Tana di Monte Nero, Upper Ceno Valley, Bedonia, q. About 1650 m asl: one of the living “ancient” white firs that populate a surviving strip of wooded pasture (A. Cevasco, 13.08.2005).

Figure 10.

Tana di Monte Nero, Upper Ceno Valley, Bedonia. About 1650 m asl: bi-secular dead specimen of silver fir presenting a candlestick shape. Possibly an effect of grazing during his youth (R. Cevasco, 13.08.2005).

The most important observation is represented by lateral swellings of reaction tissues due to the practice of shredding adult trees in order to collect branches for fodder (Figure 11A and B): this feature, due to the repeated cutting scarf, can be compared with those found on the Bronze Age silver fir trunks of Ertola. It is a well-known feature to the local woodmen still practicing the cut of lateral branches (dial. “skravaa”/shredding) in the turkey oak wooded pasture (the repeated cutting scarf “husks” called dial. “bucci”).

Figure 11.

(A) Tana di Monte Nero, Upper Ceno Valley, Bedonia, q. 1650 m asl: detail of the lateral swelling/reaction tissues (“husks”) in a living silver fir (effect of shredding) (D. Moreno, 13.08.2005). (B) Reaction tissues in a sub-fossil bronze age silver fir from the Mogge di Ertola site [52, 65].

Information collected in Bergamo Alps—Central Alps Chain—would confirm the presence of “bucci”/scarf also in the grazed silver firs of Val Brembana, thanks to oral sources that experienced direct observation of the cyclical shredding of the lateral branches of the silver fir (production of fodder) and its environmental effects (lighter) on the herbaceous layer. A first survey (M. Calegari, personal communication) conducted in Schilpario (Val Brembana) has revealed, in fact, that still in the years 1950–1960, silver fir populations were subjected to “scalvo” (dial. = shredding) by shepherds. For a reference to a similar practice and similar production in the late nineteenth century Savoy Alps, see [66].

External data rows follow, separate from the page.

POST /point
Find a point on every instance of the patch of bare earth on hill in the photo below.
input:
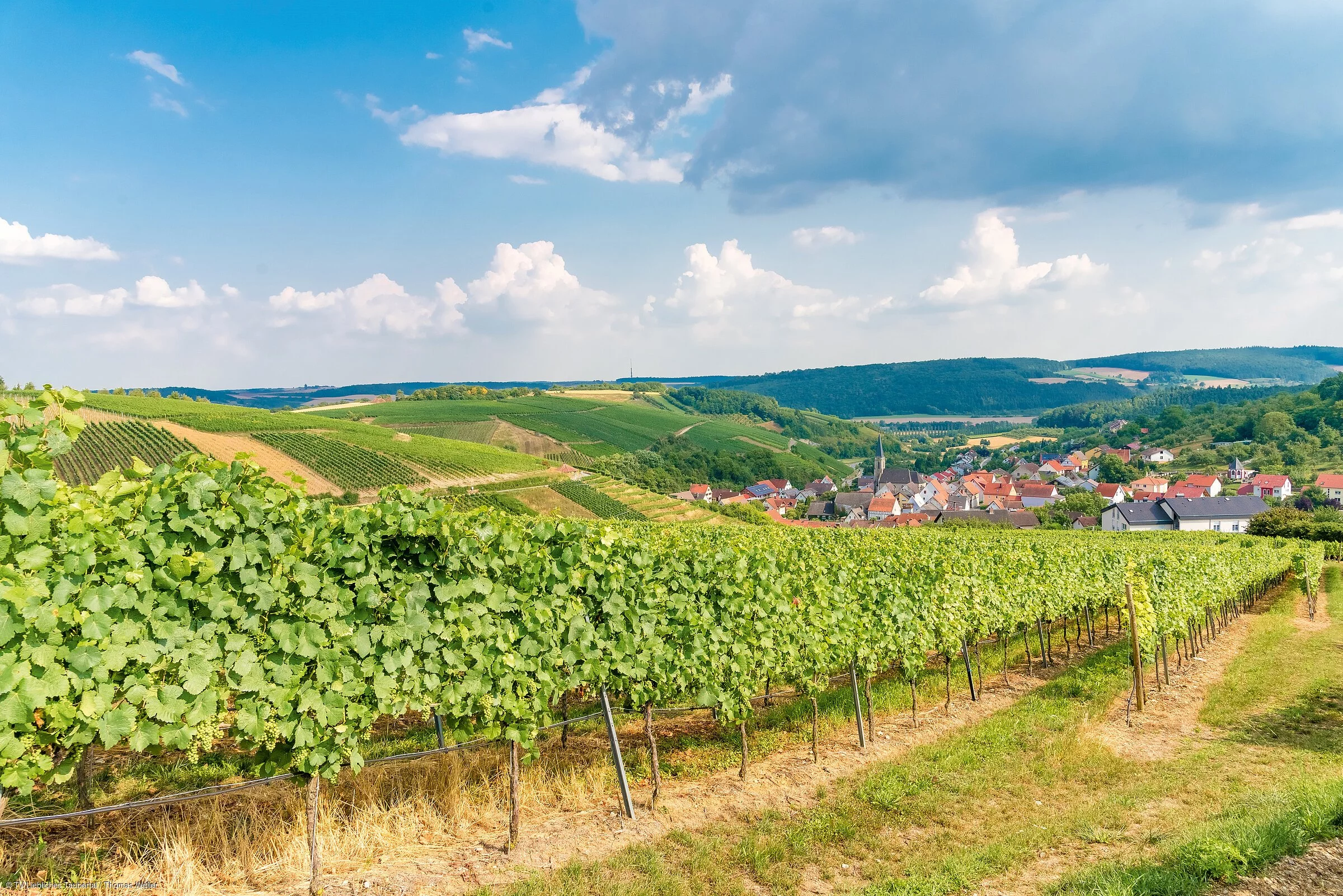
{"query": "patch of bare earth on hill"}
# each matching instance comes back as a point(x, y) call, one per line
point(227, 446)
point(1319, 873)
point(785, 781)
point(524, 440)
point(95, 415)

Also the cored site of Pian Brogione is part of the common land of the parish of Casanova: the pastoral resources of the slope where disputed since the end of eighteenth century by the inhabitants of the adjoining Fontanigorda parish [26]. The core section (between 74 and 174 cm) proved the abundance of silver fir trees during fourteenth to seventeenth centuries continuously living in the site from the Middle age population. The expansion of the chestnut from c. 1650 to c. 1800 appears to occur at the expense of the previous landscape classified as silver fir wooded pasture [67]. Actually, the curve of the presence of fir trees drops to zero exactly when the chestnut population appears. There are high levels of microcharcoals in this period, which are probably associated with controlled fire that reduces Ericaceae in favor of silver fir “savannah.” In addition, higher levels of microcharcoals associated with clayey silt with gravel indicate that there was active erosion of the slope [55]. It is likely that the high level of charcoal and erosion correspond to episodes of cultivation in fir wooded pasture of savannah type, which appears in these slopes during the Early Middle Ages (640–770 AD) as indicated by the study of charcoal and soil stratigraphy at Pian delle Gròppere (1250 m) [7, 55, 57, 67]. A Natura 2000 project has been developed in the common land of Casanova and specifically in the site of Pian Brogione in order to reintroduce experimentally the use of controlled fire to examine the effects on local historical biodiversity and as a tool for reactivating the wood pasture system [20, 67].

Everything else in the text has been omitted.